If this is known (or for specific k), can you provide a reference? Thanks.
Sincerely,
Victor
3 August, 2007 at 9:44 am
Terence Tao
Dear Nate,
Tim Austin’s article is in draft form right now and should be available in a few weeks (it is pending the finalisation of another joint article between Tim and myself which uses Tim’s structure theorem for a property testing application – stay tuned!).
Dear Victor,
There is a higher version of this lemma known, at least in the k=3 case; the one new twist is that rather than slicing up the Hamming cube into translates of a vector space (or in other words, level sets of a few linear functions), one needs to slice up the Hamming cube instead into quadratic varieties – level sets of a few quadratic functions. One can see the need for this by looking at the standard maximum-rank quadratic form
; no amount of slicing into linear subspaces will eradicate the quadratic nature of this form, and so you cannot get k=3 Gowers uniformity of the function (minus its average, of course) unless you use quadratic slices (or if you use a lot of linear slices, at least n of them).

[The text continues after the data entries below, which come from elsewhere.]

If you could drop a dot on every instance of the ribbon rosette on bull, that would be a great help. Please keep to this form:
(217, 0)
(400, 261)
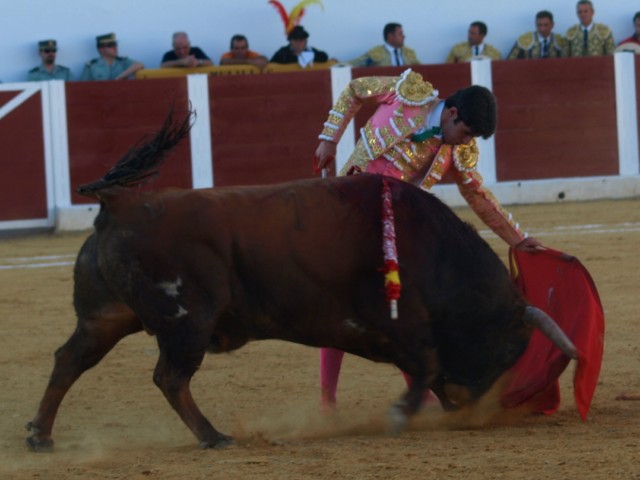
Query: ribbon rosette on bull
(391, 270)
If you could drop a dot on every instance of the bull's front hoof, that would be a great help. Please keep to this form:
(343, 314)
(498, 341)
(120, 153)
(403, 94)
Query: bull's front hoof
(39, 445)
(35, 442)
(220, 441)
(398, 419)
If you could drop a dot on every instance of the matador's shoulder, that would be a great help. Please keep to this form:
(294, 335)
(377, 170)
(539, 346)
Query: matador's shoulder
(412, 90)
(378, 54)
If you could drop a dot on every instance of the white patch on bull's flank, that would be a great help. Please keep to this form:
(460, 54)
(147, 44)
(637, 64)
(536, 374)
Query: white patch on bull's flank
(170, 288)
(181, 312)
(350, 323)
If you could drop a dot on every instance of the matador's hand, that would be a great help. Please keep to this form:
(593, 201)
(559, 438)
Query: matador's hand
(530, 245)
(325, 155)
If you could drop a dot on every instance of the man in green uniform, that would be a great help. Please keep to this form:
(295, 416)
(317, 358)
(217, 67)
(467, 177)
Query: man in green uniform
(588, 38)
(48, 70)
(109, 66)
(542, 43)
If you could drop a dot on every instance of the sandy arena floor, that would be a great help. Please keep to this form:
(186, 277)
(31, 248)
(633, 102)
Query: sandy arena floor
(115, 424)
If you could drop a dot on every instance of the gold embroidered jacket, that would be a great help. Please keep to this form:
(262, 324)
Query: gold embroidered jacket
(404, 104)
(599, 41)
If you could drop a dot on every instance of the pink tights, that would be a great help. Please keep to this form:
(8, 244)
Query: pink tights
(330, 362)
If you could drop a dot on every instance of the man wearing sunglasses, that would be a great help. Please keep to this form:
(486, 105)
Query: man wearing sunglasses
(109, 66)
(48, 70)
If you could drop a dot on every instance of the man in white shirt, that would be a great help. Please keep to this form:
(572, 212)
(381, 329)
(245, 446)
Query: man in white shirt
(392, 53)
(542, 43)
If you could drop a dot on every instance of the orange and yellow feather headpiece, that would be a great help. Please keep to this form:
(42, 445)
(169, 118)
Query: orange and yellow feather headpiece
(293, 18)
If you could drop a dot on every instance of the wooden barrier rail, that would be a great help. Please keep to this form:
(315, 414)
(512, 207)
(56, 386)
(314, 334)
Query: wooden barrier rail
(222, 70)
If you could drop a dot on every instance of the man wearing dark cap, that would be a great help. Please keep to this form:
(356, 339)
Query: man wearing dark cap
(109, 66)
(48, 70)
(298, 51)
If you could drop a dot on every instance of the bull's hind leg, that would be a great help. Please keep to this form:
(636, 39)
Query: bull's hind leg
(92, 339)
(180, 356)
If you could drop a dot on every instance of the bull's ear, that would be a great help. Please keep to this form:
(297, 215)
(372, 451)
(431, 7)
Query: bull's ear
(511, 351)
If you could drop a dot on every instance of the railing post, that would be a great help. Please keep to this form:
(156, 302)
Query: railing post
(481, 75)
(626, 113)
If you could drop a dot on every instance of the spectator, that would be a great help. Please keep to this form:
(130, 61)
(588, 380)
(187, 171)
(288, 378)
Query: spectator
(48, 70)
(241, 55)
(542, 43)
(587, 38)
(391, 53)
(109, 66)
(298, 50)
(184, 55)
(633, 42)
(474, 46)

A reference for this is Proposition 3.9 of Ben Green’s Montreal lecture notes:
http://www.arxiv.org/abs/math.CA/0604089
If the Gowers inverse conjecture is true for higher k, then there will be analogues for higher k also (where now we slice using polynomials of degree k-1).
3 August, 2007 at 1:14 pm
Anonymous
Hi Terry, thanks for the beautifully written article. A small correction: Reed-Solomon should be replaced by Reed-Muller.
3 August, 2007 at 3:58 pm
Terence Tao
Thanks for the correction!
5 August, 2007 at 5:10 pm
Doug
What happens if one writes the combinatorial formulas for nCr, nPr in terms of the gamma function? Does this lead to randomness in combinatorics? Does it permit a combinatorics of objects arbitrary picked from two places along a continous interval among the reals? Would we need a different notion of “choosing” and “permutation”, or would it permit a combinatorics of fractional-valued objects with similar notions to one already? Supposing we can’t exactly count how many objects we have, but say we have approximately 6 objects and then we choose approximately 4 objects, would such a combinatorics allow us to compute how many “possibilities” would exist?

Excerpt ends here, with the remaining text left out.